The meaning of that is: whoever is kept away from the Fire and removed from it and admitted into Paradise has truly escaped and attained the great honor. "And the worldly life is nothing but a deceptive enjoyment," He says: and the enjoyments of the world and its desires and what it contains of adornment and splendor "are nothing but a deceptive enjoyment," He says: nothing but an enjoyment by which the delusion and the transient deception let you take pleasure—a deception that has no reality at the trial and no permanence at the test. You take pleasure, therefore, in that with which the delusion lets you enjoy your world, but afterward it turns against you with calamities, adversity, and misery. He, exalted is His mention, says: Do not rely upon the world so as to find rest in it, for in regard to it you are only in a delusion with which you take pleasure, and afterward you will leave it after a short while.

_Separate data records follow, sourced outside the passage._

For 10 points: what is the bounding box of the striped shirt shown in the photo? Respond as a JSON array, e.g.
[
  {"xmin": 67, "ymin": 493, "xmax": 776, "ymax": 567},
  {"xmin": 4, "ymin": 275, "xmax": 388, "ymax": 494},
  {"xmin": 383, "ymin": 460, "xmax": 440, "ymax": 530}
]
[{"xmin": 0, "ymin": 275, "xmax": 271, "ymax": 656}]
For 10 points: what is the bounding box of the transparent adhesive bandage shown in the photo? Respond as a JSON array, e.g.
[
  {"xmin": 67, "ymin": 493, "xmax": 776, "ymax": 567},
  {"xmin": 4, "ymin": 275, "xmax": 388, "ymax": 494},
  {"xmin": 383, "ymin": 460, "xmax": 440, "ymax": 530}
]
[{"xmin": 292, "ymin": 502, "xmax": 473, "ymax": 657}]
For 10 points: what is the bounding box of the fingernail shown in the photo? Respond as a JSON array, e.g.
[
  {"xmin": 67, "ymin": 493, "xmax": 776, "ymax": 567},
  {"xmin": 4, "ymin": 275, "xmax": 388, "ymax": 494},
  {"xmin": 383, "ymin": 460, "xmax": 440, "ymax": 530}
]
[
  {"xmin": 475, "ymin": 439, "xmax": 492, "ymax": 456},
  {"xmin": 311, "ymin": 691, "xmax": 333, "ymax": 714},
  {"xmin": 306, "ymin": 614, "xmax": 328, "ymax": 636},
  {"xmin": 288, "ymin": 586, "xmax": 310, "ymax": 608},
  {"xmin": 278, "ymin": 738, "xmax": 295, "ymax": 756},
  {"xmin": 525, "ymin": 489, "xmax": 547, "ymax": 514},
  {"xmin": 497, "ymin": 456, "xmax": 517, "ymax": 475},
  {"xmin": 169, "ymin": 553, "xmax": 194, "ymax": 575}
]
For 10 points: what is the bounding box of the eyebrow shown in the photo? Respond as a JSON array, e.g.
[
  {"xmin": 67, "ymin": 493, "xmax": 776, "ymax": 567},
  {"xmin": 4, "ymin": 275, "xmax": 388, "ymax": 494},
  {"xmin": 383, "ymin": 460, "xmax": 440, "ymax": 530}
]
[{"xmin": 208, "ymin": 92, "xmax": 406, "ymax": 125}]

Concerning the explanation of that, there has been transmitted what follows:
8314 - al-Muthannā related to me, saying: Isḥāq related to us, saying: Jarīr related to us, on the authority of al-Aʿmash, on the authority of Bukayr ibn al-Akhnas, on the authority of ʿAbd al-Raḥmān ibn Sābiṭ, concerning His word: "and the worldly life is nothing but a deceptive enjoyment," he said: It is like the provision of the shepherd, who takes along the handful of dates, or the bit of flour, or the little upon which he drinks milk.
It is as though Ibn Sābiṭ, in this explanation, proceeded from the notion that the meaning of the verse is: and the worldly life is nothing but a meager enjoyment, which does not bring the one who enjoys it to his destination and does not suffice for his journey. This explanation, although it is one of the possible directions of interpretation—yet the correct view concerning it is what we have stated. For "al-ghurūr" (the delusion) in the language of the Arabs is precisely deception. And since that is so, there is no reason to bend it toward the meaning of meagerness, for a thing may be meager while its owner is not in deception or delusion. And as for that in which one is in delusion: neither the little nor the much of it is justified for the one who is in delusion concerning it.

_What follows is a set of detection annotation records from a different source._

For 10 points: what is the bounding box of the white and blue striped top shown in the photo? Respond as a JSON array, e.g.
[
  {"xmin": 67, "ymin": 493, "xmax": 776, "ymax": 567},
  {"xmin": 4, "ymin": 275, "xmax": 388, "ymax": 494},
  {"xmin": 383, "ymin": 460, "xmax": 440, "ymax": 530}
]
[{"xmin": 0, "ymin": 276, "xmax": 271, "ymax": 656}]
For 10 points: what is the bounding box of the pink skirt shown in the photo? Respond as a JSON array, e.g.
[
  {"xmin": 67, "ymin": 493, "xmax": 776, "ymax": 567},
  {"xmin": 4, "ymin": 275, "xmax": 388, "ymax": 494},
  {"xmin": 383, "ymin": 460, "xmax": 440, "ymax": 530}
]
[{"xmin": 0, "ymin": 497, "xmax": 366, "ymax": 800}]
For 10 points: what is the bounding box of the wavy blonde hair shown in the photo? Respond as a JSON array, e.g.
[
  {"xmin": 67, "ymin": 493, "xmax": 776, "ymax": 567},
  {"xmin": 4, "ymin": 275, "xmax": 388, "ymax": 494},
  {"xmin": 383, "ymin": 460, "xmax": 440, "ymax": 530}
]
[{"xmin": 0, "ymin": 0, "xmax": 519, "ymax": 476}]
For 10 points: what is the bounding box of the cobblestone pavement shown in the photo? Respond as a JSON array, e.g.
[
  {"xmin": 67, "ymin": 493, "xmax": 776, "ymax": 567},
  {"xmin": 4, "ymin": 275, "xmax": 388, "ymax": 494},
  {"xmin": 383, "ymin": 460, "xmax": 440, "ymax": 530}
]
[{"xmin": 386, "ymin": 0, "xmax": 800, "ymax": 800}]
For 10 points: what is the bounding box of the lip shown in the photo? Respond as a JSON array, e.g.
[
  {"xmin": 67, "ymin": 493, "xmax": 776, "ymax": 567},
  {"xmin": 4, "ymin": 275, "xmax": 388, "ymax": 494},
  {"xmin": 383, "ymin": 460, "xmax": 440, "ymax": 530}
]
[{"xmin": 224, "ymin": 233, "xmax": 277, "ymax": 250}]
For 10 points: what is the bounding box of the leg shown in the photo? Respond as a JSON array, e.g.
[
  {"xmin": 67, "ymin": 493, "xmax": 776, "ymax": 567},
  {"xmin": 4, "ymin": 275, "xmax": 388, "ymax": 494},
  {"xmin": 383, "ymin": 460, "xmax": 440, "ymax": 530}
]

And "al-ghurūr" (with the ghīn voweled with ḍamma) is a verbal noun (maṣdar) of the expression: "gharra-nī fulān fa-huwa yaghurru-nī ghurūran" (so-and-so deluded me, he deludes me with delusion), with a ḍamma on the "ghīn." When, however, one pronounces the "ghīn" of "al-gharūr" with a fatḥa, then it is a designation of the deluding Satan (al-gharūr), who deludes the son of Adam until he causes him to fall into disobedience toward Allah, whereby he deserves His punishment.
And already:
8315 - Abū Kurayb related to us, saying: ʿAbda and ʿAbd al-Raḥīm related to us, both saying: Muḥammad ibn ʿAmr related to us, saying: Abū Salama related to us, on the authority of Abū Hurayra, who said: The Messenger of Allah ﷺ said: The place of a whip in Paradise is better than the world and all that is in it. And recite, if you wish: "and the worldly life is nothing but a deceptive enjoyment."